Ja, aber! Auf meinem Cover sieht man schon den Konflikt zwischen … bla, bla, bla. Das ist nicht die Aufgabe des Covers. Hier soll niemand ahnen, wie schön die junge Frau ist, wer den Helden jagt, wer was auch immer denkt, fühlt, erlebt. Es soll ansprechen! Man soll das Genre erkennen! Zwei Punkte, mehr nicht. Ach ja, bevor ich es vergesse: Es soll, es darf auf keinen Fall so aussehen, wie die ersten Versuche meiner damals fünfjährigen Tochter in MS Paint. Aber selbst das vergeigen manche Selfpublisher noch.

3 „Gefällt mir“

Typografie ist eine Kunst. Sie setzt ein paar Jahre intensive Beschäftigung mit der Materie und ein scharfes Auge für Mikroästhetik voraus. Die Menschen, die das mal beherrscht haben (früher Schriftsetzer, heute Art-Direktoren und Kommunikationsdesigner), sterben nach und nach aus. Ein Trauerspiel. Für ein vernünftiges Basiswissen empfehle ich Fachlektüre. Eine gute Adresse dafür ist der Verlag Hermann Schmidt in Mainz.

1 „Gefällt mir“

Bei mir sollte ein Cover zum Inhalt passen, dunkle Farben: tiefgründig, eher ernst, Pastell eher für Unterhaltsames. Einen Favoriten habe ich nicht, weil ich beides lese.
Gern mit Personen, muss aber nicht.
Was ich so gar nicht mag, ist der Trend zu den Comic-Covern oder zum Einheitsbrei. Blüten, Dunkelheit, Schnörkel, willkommen bei allem von Dark Romance bis Fantasy.
Wenn es ein deutsprachiges Buch ist, bevorzuge ich deutschsprachige Titel.
Gold auf Covern mag ich, keltische Symbole.

1 „Gefällt mir“

Ich kann mich der Meinung der meisten hier anschließen: Das Cover muss zum Inhalt passen und bereits einen Vorgeschmack auf das Thema geben. Und ja, in der Buchhandlung ist in den allermeisten Fällen das Cover für mich der Grund, das Buch überhaupt erst in die Hand zu nehmen. Außer (!!) wenn ich gezielt (!!!) etwas Neues ausprobieren will (egal ob Genre, Trope oder Schreiberling), dann schaue ich weniger auf das Cover, sondern drehe das Buch direkt um und lese den Klappentext.
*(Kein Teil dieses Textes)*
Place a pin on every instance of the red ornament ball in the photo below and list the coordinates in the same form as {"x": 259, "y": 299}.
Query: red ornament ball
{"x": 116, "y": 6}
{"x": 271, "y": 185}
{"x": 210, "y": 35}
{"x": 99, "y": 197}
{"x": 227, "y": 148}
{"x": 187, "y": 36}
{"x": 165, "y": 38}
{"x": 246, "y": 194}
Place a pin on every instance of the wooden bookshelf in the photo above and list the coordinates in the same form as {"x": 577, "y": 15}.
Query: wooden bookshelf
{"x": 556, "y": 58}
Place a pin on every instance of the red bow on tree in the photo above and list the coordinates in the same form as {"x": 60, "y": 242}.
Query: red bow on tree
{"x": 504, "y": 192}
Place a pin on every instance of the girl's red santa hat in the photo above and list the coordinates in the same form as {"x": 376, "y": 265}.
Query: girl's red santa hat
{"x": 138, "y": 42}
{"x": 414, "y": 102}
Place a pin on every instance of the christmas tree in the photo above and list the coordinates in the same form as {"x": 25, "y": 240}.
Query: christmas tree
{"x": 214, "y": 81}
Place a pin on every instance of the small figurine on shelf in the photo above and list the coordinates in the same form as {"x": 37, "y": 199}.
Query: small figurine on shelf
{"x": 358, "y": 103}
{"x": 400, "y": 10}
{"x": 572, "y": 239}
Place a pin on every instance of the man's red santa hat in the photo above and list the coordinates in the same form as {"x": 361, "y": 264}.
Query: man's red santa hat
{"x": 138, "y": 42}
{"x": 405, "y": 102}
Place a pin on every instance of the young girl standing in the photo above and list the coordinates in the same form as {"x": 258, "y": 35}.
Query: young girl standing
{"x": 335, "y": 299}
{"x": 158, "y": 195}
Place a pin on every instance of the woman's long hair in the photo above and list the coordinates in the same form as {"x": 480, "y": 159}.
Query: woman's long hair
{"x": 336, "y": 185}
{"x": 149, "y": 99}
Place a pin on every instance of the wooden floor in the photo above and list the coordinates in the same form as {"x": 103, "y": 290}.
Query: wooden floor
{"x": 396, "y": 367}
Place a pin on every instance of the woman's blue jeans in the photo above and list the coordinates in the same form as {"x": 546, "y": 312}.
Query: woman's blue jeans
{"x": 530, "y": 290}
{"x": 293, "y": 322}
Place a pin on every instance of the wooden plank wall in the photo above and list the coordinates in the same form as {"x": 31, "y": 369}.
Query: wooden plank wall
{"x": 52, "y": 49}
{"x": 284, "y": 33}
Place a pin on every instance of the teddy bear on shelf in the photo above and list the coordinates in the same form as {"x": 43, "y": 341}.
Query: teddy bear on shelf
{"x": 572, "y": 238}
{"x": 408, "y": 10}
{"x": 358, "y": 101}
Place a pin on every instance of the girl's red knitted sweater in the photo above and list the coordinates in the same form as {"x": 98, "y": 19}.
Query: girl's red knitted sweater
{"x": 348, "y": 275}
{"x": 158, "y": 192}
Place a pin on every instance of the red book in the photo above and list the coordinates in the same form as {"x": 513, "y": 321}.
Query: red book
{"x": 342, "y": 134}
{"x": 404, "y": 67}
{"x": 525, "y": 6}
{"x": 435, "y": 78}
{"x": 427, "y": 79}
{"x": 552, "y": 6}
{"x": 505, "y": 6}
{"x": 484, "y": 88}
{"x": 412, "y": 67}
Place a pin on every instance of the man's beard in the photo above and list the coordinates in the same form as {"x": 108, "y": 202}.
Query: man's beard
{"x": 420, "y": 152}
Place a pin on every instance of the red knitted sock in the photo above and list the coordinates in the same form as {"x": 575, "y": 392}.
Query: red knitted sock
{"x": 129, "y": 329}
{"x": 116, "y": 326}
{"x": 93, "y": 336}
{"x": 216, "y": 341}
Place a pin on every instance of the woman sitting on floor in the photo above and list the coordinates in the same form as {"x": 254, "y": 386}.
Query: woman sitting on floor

Ich kaufe aber auch dann und wann Book-Blind-Dates - da weiß ich außer ein paar Hinweisen nichts über das Buch, daher ist mir da auch das Cover egal.

Farbentechnisch mag ich alles, was zum Buch passt. Das kann für einen Thriller auch mal ein weißes Cover sein (Jo Nesbo, Der Schneemann - das alte Cover dazu) oder Fantasy, die auch eher clean ist und nicht grafisch überladen, die wirken für mich teilweise leider einfach zu verspielt, davon nimmt mein Kopf dann Abstand (was dem Inhalt gegenüber vielleicht nicht immer fair ist).